I’m informed that they will be testing my tea and the "mystery bag" until they find out “what’s in it”. Since they have no frame of reference for anything I’m telling them, and my own words hold no weight, I know my day has just gotten indefinitely longer. I still have over 300 miles to drive to Chicago to get my friend’s couch, and in the end, I will not make it that far and will end my day in a hotel room in Elkhart, Indiana.
I’m escorted to a side room, where I begin the “101 more-and-more personal questions” round of the investigation— which I have been through before on the opposite side of the border-cross. On my first trip to Xiaolan in November I’d been stopped late at night after driving the 450 miles from Wisconsin to the border at Detroit. The longest of the three rounds that instance happened while standing outside in the cold, so I suppose in this case I was thankful to be indoors; though it was quite cold in the office, and after two hours I had a deep chill, and was sick by the end of the day.
The interrogation is frustrating. The highly personal and complicated conversation surrounding my health is to be exposed to many unnecessary ears, and has to be projected some distance across a room. I am quizzed by a male agent behind a counter as I'm seated perhaps 20 feet from him, in a room with 4-5 agents coming and going, and one unfortunate young man who’s been snagged for marijuana (he apparently tried to check out the “duty free” shop, without meaning to cross the border at all).
The agent asks detailed questions about my treatment, unsatisfied with my answers and the fact that I would drive all this way for an un-finite outcome. Having spent the last 11 years under diagnosis with a disease with no cure, and having to live with this uncertainty and continual questioning and research myself, I am direct with my answers and frustrated with his in-acceptance of these variables. As questioning continues, I describe to him that my illness and the Prednisone I am on affect my ability to handle the stresses that I am now under, and he tells me to “calm down”, which is perhaps the largest insult I received of the day—though to this, I only internally roll my eyes... at the niave insensitivity he must have towards illness in general.
In this moment, I conjure an image of his family, his wife and kids, or whomever he may care for, who would not appreciate this attitude, either.
I make it through questioning. I sit some more, and eventually lie down across several seats. Some time passes, and a female federal agent who’d been in the room for my questioning comes over and asks me to let them know if I need anything to care for my illness. She also tells me that in the future I can ask to be taken to a separate room, to be spoken to one-on-one, and to request a specific gendered agent if that makes me more comfortable. I thank her.
I ask how long I will be there, and no-one can tell me, but it's indicated that a supervisor is involved. More time passes. A few agents exit and re-enter. They are all rubbing their hands, one remarking “this stuff is all over”, and I jokingly ask if they are all covered in rosin now. They laugh, having just passed around a bottle of hand lotion, but appreciating the humor I am finding in my situation.
It’s been two hours since I first arrived at border, and yet another officer asks me what I use the rosin for.
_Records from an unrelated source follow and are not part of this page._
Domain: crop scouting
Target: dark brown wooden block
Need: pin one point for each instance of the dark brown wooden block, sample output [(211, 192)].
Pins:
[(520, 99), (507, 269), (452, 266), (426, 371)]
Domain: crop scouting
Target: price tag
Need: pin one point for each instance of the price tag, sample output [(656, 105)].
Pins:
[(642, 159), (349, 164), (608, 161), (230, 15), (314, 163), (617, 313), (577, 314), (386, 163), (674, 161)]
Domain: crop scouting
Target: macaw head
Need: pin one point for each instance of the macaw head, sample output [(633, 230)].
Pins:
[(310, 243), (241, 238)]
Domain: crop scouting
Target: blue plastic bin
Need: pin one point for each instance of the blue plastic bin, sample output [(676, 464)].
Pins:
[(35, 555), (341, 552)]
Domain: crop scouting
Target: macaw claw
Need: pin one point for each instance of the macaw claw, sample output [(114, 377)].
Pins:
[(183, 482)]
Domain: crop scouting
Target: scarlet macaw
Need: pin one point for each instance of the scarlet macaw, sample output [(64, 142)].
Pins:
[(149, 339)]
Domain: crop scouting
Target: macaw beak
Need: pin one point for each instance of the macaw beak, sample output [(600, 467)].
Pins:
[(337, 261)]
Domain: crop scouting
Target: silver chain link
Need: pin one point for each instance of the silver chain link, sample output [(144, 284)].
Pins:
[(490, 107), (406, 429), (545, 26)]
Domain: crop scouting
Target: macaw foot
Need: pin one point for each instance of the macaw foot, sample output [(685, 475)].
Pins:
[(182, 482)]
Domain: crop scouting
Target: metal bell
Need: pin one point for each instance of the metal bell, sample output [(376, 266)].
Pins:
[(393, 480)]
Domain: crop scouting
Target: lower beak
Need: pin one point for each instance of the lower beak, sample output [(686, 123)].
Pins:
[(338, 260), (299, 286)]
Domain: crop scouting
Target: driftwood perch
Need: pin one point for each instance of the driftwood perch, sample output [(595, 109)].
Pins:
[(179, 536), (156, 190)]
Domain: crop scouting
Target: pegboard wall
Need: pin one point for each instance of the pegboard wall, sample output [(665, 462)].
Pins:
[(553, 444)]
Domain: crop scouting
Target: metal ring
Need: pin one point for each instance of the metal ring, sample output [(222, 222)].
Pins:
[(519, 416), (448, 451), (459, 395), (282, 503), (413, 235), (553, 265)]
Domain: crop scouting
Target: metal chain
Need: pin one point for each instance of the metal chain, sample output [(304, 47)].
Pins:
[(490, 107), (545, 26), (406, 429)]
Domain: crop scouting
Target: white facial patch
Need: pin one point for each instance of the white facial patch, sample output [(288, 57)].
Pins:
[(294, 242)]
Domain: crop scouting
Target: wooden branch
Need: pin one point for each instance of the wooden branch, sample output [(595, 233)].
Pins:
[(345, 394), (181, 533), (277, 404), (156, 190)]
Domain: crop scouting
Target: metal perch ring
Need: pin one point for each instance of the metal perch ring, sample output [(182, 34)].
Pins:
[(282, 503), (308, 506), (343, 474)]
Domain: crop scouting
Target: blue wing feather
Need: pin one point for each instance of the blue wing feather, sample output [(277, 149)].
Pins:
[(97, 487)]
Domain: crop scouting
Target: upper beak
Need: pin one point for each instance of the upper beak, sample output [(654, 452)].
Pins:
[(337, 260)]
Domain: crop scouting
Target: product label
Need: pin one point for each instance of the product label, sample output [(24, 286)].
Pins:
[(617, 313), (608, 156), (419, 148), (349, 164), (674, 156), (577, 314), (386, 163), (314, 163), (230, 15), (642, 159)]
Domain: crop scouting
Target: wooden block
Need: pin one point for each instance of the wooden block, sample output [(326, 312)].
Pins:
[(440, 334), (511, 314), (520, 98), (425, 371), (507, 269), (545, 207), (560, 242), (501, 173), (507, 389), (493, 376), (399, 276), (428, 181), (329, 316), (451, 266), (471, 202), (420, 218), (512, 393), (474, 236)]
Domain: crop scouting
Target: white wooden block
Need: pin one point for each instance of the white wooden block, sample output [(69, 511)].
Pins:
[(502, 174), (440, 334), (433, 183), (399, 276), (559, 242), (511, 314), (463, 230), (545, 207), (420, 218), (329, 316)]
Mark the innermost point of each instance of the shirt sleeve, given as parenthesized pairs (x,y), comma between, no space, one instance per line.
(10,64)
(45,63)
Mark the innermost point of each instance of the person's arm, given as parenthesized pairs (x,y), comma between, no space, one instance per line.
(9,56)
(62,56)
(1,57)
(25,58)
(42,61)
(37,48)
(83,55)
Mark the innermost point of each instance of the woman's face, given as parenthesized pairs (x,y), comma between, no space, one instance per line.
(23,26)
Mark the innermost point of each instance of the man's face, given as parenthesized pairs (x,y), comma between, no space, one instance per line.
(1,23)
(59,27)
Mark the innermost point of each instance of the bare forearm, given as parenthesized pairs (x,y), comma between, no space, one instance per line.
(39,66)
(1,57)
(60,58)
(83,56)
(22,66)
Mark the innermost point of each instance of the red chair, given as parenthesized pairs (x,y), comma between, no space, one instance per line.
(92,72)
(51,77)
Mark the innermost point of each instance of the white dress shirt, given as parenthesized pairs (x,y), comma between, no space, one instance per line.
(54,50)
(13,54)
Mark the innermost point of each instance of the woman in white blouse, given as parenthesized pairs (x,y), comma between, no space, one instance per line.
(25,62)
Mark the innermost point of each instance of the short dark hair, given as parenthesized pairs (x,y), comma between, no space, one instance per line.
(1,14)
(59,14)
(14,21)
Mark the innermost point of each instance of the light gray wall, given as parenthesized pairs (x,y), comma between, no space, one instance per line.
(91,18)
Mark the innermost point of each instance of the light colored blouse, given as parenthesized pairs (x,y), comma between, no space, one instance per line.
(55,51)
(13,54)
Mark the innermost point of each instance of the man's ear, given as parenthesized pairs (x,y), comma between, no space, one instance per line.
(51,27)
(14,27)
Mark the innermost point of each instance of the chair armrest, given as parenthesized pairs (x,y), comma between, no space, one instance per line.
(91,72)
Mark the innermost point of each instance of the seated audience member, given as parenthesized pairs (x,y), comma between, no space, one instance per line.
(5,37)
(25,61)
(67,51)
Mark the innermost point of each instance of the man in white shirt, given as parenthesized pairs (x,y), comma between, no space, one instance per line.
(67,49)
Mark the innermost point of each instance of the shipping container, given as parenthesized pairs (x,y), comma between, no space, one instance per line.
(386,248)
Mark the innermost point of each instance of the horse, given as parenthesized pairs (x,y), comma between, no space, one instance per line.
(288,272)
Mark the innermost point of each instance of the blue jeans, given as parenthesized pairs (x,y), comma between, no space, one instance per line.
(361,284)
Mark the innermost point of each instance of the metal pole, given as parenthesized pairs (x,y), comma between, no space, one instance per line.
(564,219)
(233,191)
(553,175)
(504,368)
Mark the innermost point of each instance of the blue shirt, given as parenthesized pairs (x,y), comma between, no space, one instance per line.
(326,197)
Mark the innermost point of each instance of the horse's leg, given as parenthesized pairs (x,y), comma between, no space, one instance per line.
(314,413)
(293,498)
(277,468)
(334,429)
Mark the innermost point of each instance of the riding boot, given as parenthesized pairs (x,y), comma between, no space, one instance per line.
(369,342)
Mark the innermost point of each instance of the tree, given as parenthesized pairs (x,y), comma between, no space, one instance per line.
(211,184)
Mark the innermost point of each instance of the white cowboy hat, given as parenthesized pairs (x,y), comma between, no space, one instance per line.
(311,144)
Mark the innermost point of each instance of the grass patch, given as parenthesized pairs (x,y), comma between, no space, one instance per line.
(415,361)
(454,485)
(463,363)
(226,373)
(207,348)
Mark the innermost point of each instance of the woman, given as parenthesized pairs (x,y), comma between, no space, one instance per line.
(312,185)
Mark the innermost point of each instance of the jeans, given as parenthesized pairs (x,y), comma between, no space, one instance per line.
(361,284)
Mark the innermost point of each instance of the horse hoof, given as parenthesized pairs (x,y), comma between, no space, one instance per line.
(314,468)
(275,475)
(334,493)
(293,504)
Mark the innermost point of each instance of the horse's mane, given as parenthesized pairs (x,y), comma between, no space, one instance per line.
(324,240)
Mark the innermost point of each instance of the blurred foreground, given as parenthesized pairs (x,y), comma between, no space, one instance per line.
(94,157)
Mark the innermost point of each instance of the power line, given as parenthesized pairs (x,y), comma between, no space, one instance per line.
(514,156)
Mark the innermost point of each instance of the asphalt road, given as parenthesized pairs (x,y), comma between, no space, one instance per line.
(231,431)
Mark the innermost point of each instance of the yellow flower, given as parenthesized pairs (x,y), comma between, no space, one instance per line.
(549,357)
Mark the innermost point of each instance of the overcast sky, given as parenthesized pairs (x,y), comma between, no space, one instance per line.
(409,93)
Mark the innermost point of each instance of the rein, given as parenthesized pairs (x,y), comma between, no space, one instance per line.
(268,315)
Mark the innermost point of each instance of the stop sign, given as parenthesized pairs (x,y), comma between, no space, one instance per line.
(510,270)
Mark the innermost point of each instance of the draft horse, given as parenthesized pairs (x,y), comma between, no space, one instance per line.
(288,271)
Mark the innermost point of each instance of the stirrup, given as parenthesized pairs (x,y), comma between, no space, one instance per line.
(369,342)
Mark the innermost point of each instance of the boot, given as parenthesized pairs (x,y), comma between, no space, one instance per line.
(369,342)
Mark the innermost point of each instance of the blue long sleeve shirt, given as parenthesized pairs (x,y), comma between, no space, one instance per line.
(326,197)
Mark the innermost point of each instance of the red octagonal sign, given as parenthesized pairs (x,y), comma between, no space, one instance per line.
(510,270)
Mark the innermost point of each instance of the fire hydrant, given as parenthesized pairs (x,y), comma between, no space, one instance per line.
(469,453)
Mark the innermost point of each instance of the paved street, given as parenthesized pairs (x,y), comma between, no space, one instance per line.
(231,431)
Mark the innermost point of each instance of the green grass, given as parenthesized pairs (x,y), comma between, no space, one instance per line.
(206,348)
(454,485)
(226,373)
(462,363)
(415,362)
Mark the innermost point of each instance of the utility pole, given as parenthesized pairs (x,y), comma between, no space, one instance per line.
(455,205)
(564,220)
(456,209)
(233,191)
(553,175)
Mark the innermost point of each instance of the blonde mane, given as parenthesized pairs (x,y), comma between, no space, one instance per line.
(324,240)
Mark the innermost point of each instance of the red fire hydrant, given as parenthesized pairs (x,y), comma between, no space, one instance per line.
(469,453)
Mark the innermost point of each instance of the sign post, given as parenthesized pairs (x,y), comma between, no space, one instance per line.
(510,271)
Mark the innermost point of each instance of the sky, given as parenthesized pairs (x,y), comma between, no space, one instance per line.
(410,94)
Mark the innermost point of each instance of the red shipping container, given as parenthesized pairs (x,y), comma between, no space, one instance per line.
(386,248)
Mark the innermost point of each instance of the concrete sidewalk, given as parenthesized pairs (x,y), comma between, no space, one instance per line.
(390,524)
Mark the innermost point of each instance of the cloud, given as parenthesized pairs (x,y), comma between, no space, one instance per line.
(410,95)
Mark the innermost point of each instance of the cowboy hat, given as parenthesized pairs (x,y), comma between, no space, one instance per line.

"I use it to perform trapeze and rope, and for hanging exercises at the gym. You can keep it if you want.”
He says, “Yes, we were going to. But we determined that’s what it is. Here you go, I’ll put it in this bag with your other things” (these things being my phone, which they must've taken from my car and searched through, and the teas from Xiaolan, with one open tea bag).
I received no apology... but with an air and directness that seems to carry it, I am led out of the security office and given my keys back. I drive on, hitting my physical limit two-hours short of my friend’s house and taking a hotel in Elkhart, IN—another act of surrender that is a commitment to maintaining my health, an oath not to back-slide. As it has been from the start, the journey is challenging—but in a comforting way, though it may seem without a guide, to borrow a line from Paulo Coehlo, the road is “walking me”.